To understand how critical geometry is in compression, we constructed a very simple model of a beam and evaluated it in both column strength (straight compression) and in bending (combination tension and compression). For the large open section (t = 2.0 mm, b = 6.0 in.) t/b = .013. This section would be good for about 180 MPa compressive stress before buckling. Now if we take that same over-all section size and split it in two (assume 2 hydroform tubes side by side) we have in essence increased the t/b ratio by a factor of 2 to t/b = .026 (assuming a gage of 2.0 mm). This would give you an allowable buckling stress of 650 MPa. This is 3.6 times higher than the base structure. Now what can be done is down gaging to get equivalent performance between the two sections. Down gaging to 1.4 mm ended up giving equivalent performance but provided a weight reduction of approximately 15%. This shows how improving the section geometry can allow for weight reduction. simple-design-model Results (designs with similar performance):
  • Single tube (baseline) weight (2.0mm wall) 7.4 kg
  • Duel tube weight (1.4mm wall) 6.3 kg
  • Delta 1.1 kg (15% reduction)
Certainly one can reference the Critical Buckling chart and read off a certain t/b ratio to determine if a structure is geometry-limited. Real-world examples cannot be categorized this easily. As can be seen from the surfaces there are holes, formations etc. which complicate the choice of a simple t/b ratio. Vari-Form has done extensive CAE analysis on both production intent sheet metal and hydroform structures. Shown here are the results of a roof crush was performed on a structure and iterated for three material grades. Once the material strength approaches 1000 MPa (tensile strength) on the roof rail reinforcement, there is little performance difference in roof crush if the material properties are upgraded to UHSS grades. Yet, if you reduce the material strength, you see a proportional drop in load carrying capability that is directly proportional to the drop in yield strength. So if you go back to the Critical Buckling stress curve, we believe that most of the structure is going to act in the t/b range of ≤.025. At this point, material > DP 980 strength is not fully utilized because the structure buckles before the full yield strength is reached. Our experience over many similar roof studies show that materials beyond 1000MPa provide little roof crush improvements unless the geometry supports it. While boron has good formability on its side, much of the potential strength of the material is never utilized. BIW engineers are well advised to explore technologies that allow geometric optimization and more material flexibility.
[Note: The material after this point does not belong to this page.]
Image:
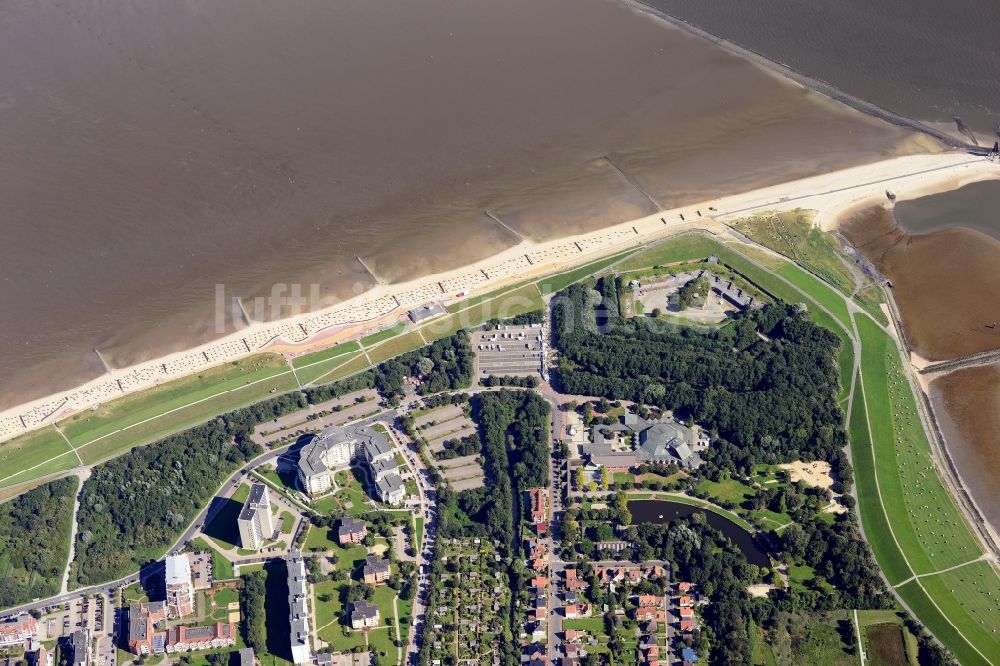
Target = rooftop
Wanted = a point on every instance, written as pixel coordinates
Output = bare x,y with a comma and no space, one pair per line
178,569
That is why hydroformed tube structures are an excellent choice to maintain performance and be competitive in weight.
At EuroCarBody 2014 in Germany, Mazda presented similar findings: Mazda demonstrates that, as thickness decreases in a structure, the actual percentage of “useable” yield strength decreases. Another way to look at it is if you increase the yield strength of the material by 2x, don’t expect to get a 2x gain in load carrying capability. If you go back to our roof crush analysis (Figure 7), this is exactly what you see. Ford released similar findings at the 2011 Great Designs in Steel Conference in Michigan.

So do these analytical studies translate into real world vehicles? The answer is yes. Again we take a look at some information from a previous Ford presentation on the Fusion/Mondeo. The hydroform B-pillar and its components improves upon hot-stamped boron designs.
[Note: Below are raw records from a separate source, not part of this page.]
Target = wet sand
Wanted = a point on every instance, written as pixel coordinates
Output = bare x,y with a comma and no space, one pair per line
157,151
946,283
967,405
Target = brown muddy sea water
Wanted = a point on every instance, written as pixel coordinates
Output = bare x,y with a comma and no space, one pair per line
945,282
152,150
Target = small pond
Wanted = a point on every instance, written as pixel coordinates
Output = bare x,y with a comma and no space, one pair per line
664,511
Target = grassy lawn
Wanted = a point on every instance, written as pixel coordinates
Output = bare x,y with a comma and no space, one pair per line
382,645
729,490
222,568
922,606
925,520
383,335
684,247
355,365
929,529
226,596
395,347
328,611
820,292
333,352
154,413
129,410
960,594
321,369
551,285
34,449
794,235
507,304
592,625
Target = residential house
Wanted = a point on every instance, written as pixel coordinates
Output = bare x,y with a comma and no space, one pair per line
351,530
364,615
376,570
Stiffness is important when evaluating things like NVH. In Ford’s case, the tubular design is not as stiff. However, for A and B-pillars, the load carrying capability is more important. Roof crush, pole impact and side impact are the loads that these structures are designed to manage efficiently. This change from tailor welded boron stampings to hydroform tubes resulted in a mass savings of 4 kg per vehicle. Ford also commented on significant cost savings with using the hydroform tubes, but did not quantify those results.

As we showed in HIBS I, weight reduction could be achieved in the body side structure by going to hydroform tubes that create compact sections that are not geometry-limited. This was validated by creating simple beam models for compact sections. HIBS II showed that there was more weight that could be taken out of the structure by exploiting the latest material grades, but not nearly what the initial change to a compact hydroform tube provided. In HIBS III, we talk about the theory behind the efficiency of the hydroform tubes, and use OEM data to justify these claims.


As can be seen from this paper and the ones before it, there are real opportunities to reduce the mass of a vehicle by creating better compression dominated structures. Ever higher material strength is only valuable if the geometry of the section can support it. Hydroform tubes are a good way to execute this geometry and can be readily integrated into the vehicle.